The story weaves back and forth between the Fugue and the very concrete world of Liverpool. The characters are finely crafted, there are some evocative descriptions and gripping scenes, but I suspect that when most of the details fade I will still remember this story fondly, primarily for Cal’s quiet heroism. His actions at the climax are inevitable and awesome, and another character’s reaction—Is he out of his f***ing mind?—seems appropriate. And when the story ends, we’re left with one message that pretty well sums up the reasons we tell stories: What can be imagined is never entirely lost.


I’m not a big fan of the horror genre. I dip into it occasionally, and as often as not end up wishing I hadn’t, but this novel straddles fantasy and horror, and is (mostly) redeemed by Suzanna and Cal’s determination and devotion to the Seerkind, and to each other. But be aware that there are horrors here: fanaticism, monsters, violent sex, attempted genocide… There is also some very earthy language describing bodily functions, and some things that don’t quite work (the Menstruum, for one).
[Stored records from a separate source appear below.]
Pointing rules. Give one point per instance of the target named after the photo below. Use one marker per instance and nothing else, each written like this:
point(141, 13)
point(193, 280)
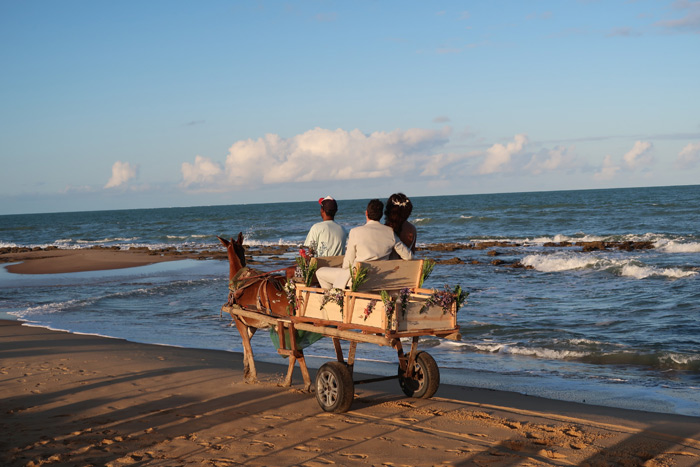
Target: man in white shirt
point(370, 242)
point(327, 237)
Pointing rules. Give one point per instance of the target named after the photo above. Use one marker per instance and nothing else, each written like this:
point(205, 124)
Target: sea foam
point(626, 267)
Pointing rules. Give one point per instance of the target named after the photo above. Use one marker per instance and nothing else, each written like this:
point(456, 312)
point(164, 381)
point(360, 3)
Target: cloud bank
point(122, 172)
point(317, 154)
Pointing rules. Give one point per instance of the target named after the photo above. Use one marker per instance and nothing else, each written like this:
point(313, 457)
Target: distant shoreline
point(120, 402)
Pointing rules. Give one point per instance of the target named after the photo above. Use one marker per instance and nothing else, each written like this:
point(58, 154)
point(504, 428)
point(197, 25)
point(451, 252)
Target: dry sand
point(78, 400)
point(81, 400)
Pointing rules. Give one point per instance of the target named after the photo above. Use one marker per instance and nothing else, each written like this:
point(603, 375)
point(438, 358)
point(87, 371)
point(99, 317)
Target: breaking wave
point(625, 267)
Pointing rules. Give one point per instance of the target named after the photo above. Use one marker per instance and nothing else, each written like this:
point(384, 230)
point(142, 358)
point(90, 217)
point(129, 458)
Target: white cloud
point(608, 170)
point(689, 22)
point(203, 172)
point(639, 155)
point(689, 157)
point(550, 160)
point(322, 155)
point(499, 157)
point(122, 172)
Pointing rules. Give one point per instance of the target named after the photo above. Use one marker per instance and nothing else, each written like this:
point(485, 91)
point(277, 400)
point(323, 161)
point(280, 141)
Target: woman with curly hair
point(398, 209)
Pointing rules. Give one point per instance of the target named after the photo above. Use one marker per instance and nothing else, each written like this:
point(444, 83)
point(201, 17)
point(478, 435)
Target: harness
point(246, 278)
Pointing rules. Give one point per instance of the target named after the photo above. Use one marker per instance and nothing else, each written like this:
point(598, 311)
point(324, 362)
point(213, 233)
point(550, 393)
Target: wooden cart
point(363, 317)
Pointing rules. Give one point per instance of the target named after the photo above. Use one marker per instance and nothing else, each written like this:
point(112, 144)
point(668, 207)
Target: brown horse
point(256, 291)
point(251, 289)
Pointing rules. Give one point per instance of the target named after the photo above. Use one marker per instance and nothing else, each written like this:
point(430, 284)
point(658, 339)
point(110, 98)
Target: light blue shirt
point(329, 238)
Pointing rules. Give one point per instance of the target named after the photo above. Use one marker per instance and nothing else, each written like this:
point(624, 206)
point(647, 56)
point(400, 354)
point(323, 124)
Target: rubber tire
point(335, 389)
point(425, 380)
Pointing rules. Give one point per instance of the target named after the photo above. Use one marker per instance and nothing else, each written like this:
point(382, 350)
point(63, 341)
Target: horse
point(262, 292)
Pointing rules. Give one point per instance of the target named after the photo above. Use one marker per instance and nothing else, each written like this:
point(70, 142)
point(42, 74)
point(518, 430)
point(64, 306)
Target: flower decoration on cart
point(445, 299)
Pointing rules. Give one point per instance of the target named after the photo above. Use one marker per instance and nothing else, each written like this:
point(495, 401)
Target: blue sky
point(132, 104)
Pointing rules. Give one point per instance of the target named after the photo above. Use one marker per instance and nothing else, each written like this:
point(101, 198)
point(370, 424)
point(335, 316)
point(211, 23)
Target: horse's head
point(236, 252)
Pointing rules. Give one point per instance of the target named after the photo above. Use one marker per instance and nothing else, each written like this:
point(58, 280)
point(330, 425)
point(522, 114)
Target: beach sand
point(78, 400)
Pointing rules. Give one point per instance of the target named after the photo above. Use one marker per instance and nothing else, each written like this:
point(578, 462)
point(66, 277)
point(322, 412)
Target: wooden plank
point(330, 261)
point(326, 331)
point(391, 274)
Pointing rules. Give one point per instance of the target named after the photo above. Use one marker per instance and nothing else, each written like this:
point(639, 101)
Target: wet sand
point(69, 399)
point(72, 399)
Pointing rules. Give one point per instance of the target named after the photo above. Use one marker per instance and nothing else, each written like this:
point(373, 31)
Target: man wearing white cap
point(327, 236)
point(370, 242)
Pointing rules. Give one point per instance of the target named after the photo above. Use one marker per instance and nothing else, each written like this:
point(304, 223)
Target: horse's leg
point(304, 372)
point(249, 372)
point(288, 379)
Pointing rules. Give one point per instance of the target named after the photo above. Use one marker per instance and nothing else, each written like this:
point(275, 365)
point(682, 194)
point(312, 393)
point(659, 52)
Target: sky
point(143, 104)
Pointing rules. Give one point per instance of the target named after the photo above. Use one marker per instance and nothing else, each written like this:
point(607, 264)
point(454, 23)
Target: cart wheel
point(425, 380)
point(335, 389)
The story is full of religious language and motifs, some of them rather twisted: raptures and scourges, the Black Madonna and her dead, perverted sisters, an entity that calls itself the angel Uriel. But they are not always what they seem, and there’s little clear-cut black and white. No one, it seems, is beyond hope of redemption.

Audience: Adult. Contains everything: Violence, rape, bad language, horror. And heroism and hope.